Preserving the past, Recording the present, Informing the future

2001 Census Ethnicity Reports - Report on Coding of Other Ethnic Group

2001 Census Ethnicity Reports - Report on Coding of Other Ethnic Group

4. Text Descriptors

Table 2 (in the Tick and Text Data section of the report) shows that there were 8,200 cases in which some text was captured on the form. To make this text amenable to analysis it has undergone some grooming. Grooming entailed a certain amount of coding afresh, but the aim was to distil the text entry or entries for each person into a descriptor of ethnicity. The text was groomed as follows.

  • Spelling was corrected.

  • The terms used were standardised e.g. adjectives were preferred to country names; also Scottish preferred to Scots; English to Anglo; Filipino to all variations of belonging to the Philippines, etc (even Filipina when the person was female). Some similes have certainly been left as separate descriptors e.g. Amerindian and Native-American, Black-Caribbean and African-Caribbean, where it is possible the form-filler may have made a definite choice not to use the alternative form.
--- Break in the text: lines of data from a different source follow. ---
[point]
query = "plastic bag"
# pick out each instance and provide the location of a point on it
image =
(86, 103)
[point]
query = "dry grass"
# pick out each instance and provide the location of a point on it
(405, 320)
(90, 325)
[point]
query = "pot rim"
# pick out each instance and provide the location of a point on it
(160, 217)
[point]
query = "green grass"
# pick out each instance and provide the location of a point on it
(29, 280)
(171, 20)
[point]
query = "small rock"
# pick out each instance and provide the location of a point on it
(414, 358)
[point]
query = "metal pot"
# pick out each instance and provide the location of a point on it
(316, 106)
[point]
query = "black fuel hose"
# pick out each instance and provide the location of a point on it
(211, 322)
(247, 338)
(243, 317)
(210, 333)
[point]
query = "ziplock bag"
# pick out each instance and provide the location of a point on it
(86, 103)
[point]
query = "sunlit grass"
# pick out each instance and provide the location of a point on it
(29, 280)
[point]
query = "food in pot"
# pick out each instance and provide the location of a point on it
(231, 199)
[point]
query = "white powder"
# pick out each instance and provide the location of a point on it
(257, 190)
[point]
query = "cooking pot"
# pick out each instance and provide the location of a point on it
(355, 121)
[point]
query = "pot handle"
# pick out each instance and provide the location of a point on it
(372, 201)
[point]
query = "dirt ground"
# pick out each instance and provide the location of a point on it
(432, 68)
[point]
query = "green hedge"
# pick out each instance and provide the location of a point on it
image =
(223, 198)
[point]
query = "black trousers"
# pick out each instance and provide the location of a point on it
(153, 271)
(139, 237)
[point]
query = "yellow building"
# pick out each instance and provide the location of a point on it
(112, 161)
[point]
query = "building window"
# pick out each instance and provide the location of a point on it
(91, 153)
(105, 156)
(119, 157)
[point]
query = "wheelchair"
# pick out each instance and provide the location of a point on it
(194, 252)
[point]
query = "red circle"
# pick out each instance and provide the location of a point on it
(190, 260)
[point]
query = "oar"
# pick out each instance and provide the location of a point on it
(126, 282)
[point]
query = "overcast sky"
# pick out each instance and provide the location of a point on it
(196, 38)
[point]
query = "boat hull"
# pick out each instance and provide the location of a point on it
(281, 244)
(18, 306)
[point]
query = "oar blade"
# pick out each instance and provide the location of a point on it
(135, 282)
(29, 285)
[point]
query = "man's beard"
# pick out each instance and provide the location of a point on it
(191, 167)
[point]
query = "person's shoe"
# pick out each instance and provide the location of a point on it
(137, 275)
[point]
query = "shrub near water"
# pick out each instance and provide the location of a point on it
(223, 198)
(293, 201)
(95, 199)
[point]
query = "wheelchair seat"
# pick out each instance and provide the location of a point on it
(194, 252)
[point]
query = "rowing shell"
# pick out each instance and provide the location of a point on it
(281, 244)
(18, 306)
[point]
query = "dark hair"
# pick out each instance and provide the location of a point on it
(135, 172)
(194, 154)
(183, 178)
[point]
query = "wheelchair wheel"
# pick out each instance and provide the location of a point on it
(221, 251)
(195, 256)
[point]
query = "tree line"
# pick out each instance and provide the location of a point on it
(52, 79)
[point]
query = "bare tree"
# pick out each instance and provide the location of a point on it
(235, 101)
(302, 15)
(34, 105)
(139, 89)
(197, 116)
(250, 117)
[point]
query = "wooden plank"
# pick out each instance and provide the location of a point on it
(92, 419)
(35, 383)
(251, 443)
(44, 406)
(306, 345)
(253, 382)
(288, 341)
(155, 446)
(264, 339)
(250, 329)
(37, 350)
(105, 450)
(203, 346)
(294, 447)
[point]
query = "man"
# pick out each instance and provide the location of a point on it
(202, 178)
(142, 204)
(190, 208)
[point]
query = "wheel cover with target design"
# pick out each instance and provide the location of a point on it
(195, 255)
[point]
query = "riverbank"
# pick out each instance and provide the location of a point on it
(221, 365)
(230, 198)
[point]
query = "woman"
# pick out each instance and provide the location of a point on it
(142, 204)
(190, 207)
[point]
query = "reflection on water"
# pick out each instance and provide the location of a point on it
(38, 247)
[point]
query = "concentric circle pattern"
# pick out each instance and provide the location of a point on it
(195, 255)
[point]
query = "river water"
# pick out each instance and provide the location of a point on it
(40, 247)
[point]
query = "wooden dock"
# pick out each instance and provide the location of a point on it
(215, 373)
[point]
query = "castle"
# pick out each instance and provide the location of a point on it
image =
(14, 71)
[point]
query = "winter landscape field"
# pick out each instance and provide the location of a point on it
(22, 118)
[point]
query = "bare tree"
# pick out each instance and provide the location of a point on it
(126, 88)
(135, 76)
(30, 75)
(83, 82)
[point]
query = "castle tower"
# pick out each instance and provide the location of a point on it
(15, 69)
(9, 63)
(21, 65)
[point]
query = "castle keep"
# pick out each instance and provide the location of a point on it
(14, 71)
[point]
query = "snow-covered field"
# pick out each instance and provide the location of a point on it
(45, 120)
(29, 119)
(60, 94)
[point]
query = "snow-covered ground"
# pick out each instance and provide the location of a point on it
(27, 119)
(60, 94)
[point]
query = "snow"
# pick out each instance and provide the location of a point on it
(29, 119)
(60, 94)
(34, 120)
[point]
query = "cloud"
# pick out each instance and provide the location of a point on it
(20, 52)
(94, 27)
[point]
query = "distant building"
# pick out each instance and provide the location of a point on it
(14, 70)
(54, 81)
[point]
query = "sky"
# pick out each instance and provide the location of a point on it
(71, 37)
  • Qualifying words such as ‘Half’ were extracted into a separate item in the analysis ‘type of descriptor’. Other such transformations were: ‘Mother English Father Nigerian’ became ‘English Nigerian’ with ‘Mother-Father’ in ‘’type of descriptor’. Separating the information on ancestry from ethnic descriptors helps standardise the descriptors while still keeping the information provided about a person’s particular ancestry.

  • Sometimes, although the person may be of mixed ethnicity, we are left with only one descriptor. For example ‘Half Jamaica’ will become a single descriptor of ‘Jamaican’, although ‘Half’ will appear in ‘type of descriptor'.
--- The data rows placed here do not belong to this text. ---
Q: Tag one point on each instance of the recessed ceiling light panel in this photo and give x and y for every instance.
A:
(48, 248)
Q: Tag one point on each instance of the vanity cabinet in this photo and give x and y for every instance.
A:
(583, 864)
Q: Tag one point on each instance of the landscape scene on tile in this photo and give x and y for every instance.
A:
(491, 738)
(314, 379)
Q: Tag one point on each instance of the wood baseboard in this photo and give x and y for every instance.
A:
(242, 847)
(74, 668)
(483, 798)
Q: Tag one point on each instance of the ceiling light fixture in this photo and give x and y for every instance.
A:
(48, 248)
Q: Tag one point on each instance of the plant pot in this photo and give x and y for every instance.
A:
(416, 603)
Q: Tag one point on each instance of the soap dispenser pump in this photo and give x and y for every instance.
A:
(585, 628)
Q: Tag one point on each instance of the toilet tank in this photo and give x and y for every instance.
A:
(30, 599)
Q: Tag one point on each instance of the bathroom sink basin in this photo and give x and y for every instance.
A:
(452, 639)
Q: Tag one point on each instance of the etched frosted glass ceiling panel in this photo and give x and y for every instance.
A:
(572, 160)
  • Combinations of terms were kept – and hyphenated - if one was seen as qualifying a descriptor rather than constituting a separate descriptor eg White-Scottish, Kurdish-Turkish, African-Caribbean.

  • The final stage of grooming was to remove duplicate descriptors for an individual that may have come from text written in several text boxes.

The result was to generate 8,192 descriptors; for 8 persons the text was ‘No ethnic group’ or similar or something indecipherable. Appendix D provides a list of all descriptors with more than 20 occurrences. 

The text of the forms distilled down to 481 distinct descriptors, the most common of which was ‘Arab’ (Appendix D). ‘Arab’ as a simple descriptor with no qualification amounted to 974 cases, and with a qualification such as ‘Bahraini’ the ‘Arab’ descriptor covered 1,053 cases. Japanese accounted for 931 cases and Filipino 840 cases.